From: David Allsopp <dra-news@metastack.com>
To: Paul Steckler <steck@stecksoft.com>,
"caml-list@yquem.inria.fr" <caml-list@yquem.inria.fr>
Subject: RE: [Caml-list] Windows filenames and Unicode
Date: Wed, 29 Sep 2010 06:23:04 +0000 [thread overview]
Message-ID: <E51C5B015DBD1348A1D85763337FB6D92AEAD1@Remus.metastack.local> (raw)
In-Reply-To: <AANLkTikXYCdGHBzQ0G4mRbrWcA245K5oOp1CZay-OYoT@mail.gmail.com>
Paul Steckler wrote:
> In Windows, NTFS filenames are specified in Unicode (UTF-16). Am I right
> in thinking that OCaml file primitives, like open_in, readdir, etc. cannot
> handle NTFS filenames containing characters with codepoints greater than
> 255?
Given that the WinAPI "wide" functions use UTF-16, you can of course fake UTF-16 on top of normal OCaml strings but I think that you'll hit a brick wall because the I/O primitives are based on the underlying C library functions which at the end of the day will be using the ANSI versions of the Windows API functions, not the Unicode ones.
> I'm aware of the Camomile library, which gives the ability to manipulate
> UTF-16 strings inside of OCaml. But it looks like crucial points of
> OCaml's I/O, like Sys.argv and file primitives are strictly limited to 8-
> bit characters.
>
> Is there a way around this limitation, other than rewriting the file I/O
> primitives?
A way (but not foolproof on Windows 7 and Windows 2008 R2 because you can disable it) would be to wrap the GetShortPathName Windows API function[1] which will convert the pathname to its DOS 8.3 format which will not contain Unicode characters. Another way might be to wrap the Unicode version of CreateFileEx and convert the result into a handle compatible with the standard library functions but I reckon that could be tricky!
David
[1] http://msdn.microsoft.com/en-us/library/aa364989(v=VS.85).aspx
>
> -- Paul
>
> _______________________________________________
> Caml-list mailing list.
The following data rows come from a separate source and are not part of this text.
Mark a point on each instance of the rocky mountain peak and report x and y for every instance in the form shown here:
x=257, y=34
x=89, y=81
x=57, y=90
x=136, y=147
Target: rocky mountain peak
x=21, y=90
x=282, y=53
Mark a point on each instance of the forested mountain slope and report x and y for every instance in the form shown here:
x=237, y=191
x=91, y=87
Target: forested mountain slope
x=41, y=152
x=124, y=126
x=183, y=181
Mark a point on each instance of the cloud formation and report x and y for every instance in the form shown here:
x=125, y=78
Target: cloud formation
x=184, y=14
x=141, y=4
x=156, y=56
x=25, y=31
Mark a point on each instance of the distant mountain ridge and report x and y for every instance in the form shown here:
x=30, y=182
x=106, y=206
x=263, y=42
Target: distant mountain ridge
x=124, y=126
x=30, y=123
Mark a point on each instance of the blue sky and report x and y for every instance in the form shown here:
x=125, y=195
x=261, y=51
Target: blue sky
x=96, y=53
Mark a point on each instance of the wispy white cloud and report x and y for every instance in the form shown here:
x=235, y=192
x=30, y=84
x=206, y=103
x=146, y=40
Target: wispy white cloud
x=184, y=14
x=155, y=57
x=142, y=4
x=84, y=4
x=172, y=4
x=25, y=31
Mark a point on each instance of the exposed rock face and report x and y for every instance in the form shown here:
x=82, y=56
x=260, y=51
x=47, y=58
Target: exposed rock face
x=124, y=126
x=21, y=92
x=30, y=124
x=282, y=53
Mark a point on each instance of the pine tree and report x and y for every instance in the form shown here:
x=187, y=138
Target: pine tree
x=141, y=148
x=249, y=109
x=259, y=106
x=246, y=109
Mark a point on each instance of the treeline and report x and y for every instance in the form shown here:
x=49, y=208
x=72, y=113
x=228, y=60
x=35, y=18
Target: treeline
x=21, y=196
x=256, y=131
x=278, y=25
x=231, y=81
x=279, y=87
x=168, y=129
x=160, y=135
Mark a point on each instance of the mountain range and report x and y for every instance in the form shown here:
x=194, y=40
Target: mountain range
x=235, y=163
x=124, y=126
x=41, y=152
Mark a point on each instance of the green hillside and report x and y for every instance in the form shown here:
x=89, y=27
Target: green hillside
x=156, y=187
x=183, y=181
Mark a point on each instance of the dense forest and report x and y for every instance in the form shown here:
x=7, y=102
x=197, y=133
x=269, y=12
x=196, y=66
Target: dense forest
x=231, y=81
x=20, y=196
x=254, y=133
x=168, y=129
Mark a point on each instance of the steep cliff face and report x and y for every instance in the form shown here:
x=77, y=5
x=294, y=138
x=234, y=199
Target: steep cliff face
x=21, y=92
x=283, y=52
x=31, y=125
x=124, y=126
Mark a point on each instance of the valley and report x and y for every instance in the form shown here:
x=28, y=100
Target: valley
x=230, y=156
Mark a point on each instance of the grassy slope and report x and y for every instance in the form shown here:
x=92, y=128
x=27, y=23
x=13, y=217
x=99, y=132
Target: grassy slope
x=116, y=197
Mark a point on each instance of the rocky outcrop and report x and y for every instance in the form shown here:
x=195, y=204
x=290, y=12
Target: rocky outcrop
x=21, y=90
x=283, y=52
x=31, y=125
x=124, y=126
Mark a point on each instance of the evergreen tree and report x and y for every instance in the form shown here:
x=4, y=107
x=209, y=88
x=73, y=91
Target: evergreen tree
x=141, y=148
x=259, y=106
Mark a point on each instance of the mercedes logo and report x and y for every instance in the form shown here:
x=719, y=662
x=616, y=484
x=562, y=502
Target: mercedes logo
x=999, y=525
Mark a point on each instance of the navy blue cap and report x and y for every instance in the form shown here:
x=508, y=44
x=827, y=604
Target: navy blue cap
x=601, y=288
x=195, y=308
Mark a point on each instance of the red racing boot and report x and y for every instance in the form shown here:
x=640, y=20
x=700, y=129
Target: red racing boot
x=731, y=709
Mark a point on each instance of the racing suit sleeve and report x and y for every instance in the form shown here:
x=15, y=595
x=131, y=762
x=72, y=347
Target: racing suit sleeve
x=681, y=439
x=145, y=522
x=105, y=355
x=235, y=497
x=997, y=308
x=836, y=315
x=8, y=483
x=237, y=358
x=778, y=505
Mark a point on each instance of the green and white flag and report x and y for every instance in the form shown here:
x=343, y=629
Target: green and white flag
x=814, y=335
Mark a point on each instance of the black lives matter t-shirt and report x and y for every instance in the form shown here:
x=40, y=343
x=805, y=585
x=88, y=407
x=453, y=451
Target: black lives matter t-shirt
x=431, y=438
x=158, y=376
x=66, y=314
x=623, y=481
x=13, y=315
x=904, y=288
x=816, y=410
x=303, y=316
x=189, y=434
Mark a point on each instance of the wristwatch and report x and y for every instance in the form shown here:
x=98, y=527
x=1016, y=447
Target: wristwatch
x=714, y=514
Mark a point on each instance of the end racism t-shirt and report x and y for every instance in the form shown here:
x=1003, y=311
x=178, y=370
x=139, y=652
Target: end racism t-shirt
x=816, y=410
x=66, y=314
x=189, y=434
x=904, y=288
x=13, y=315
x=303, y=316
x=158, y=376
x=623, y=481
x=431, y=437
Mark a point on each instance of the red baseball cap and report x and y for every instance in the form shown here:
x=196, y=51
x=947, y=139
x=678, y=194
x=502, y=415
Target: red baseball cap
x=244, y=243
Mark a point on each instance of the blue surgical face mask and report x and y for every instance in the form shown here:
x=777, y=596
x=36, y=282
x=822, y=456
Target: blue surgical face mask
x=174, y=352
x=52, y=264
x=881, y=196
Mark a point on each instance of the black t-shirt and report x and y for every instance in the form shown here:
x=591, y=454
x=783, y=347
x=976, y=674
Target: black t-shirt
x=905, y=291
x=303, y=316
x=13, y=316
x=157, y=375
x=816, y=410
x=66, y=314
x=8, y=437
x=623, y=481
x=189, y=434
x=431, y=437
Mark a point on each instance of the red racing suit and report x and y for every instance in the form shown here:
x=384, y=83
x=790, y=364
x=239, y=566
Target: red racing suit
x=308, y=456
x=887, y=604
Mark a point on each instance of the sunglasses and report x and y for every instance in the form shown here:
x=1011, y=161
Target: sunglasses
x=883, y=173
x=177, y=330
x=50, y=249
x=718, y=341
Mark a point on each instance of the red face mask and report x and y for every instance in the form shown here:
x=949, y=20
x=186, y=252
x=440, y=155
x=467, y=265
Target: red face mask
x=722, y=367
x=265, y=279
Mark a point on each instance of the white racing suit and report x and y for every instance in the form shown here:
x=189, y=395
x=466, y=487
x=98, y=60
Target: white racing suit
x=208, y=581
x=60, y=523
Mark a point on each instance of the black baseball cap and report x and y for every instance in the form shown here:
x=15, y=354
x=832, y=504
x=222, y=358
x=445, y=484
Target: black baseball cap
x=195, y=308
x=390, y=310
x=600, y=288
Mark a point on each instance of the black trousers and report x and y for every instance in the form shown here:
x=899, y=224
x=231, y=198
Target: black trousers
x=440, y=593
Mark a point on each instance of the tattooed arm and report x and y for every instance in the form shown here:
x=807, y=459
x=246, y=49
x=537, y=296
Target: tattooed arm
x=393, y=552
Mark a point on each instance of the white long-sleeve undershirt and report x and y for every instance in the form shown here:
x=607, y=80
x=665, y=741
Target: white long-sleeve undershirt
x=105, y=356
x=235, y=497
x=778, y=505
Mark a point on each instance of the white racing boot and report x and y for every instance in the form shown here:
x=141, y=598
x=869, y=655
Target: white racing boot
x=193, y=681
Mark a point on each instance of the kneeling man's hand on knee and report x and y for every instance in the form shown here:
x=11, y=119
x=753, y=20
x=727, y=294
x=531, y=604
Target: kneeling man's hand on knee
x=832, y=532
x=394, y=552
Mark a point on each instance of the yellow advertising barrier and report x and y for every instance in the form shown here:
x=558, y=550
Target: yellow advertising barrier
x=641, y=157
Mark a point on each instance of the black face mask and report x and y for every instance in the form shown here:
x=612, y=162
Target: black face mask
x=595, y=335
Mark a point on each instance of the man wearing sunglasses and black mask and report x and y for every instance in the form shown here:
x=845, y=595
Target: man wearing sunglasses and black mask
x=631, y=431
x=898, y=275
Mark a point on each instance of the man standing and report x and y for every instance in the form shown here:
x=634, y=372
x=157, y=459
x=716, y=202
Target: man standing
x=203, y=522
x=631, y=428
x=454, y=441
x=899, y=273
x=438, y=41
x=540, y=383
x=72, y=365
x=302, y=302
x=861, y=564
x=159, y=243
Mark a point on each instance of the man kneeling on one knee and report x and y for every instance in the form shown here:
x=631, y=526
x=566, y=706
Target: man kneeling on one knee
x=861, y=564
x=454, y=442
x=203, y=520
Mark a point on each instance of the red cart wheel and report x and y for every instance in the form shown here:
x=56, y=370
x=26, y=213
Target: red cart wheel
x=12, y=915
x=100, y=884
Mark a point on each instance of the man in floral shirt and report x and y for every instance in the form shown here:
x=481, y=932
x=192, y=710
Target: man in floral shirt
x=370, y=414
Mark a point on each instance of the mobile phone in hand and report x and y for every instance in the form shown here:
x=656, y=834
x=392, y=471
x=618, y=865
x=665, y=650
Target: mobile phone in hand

Subscription management:
> http://yquem.inria.fr/cgi-bin/mailman/listinfo/caml-list
> Archives: http://caml.inria.fr
> Beginner's list: http://groups.yahoo.com/group/ocaml_beginners
> Bug reports: http://caml.inria.fr/bin/caml-bugs
next prev parent reply other threads:[~2010-09-29 6:24 UTC|newest]
Thread overview: 7+ messages / expand[flat|nested] mbox.gz Atom feed top
2010-09-29 5:05 Paul Steckler
2010-09-29 6:23 ` David Allsopp [this message]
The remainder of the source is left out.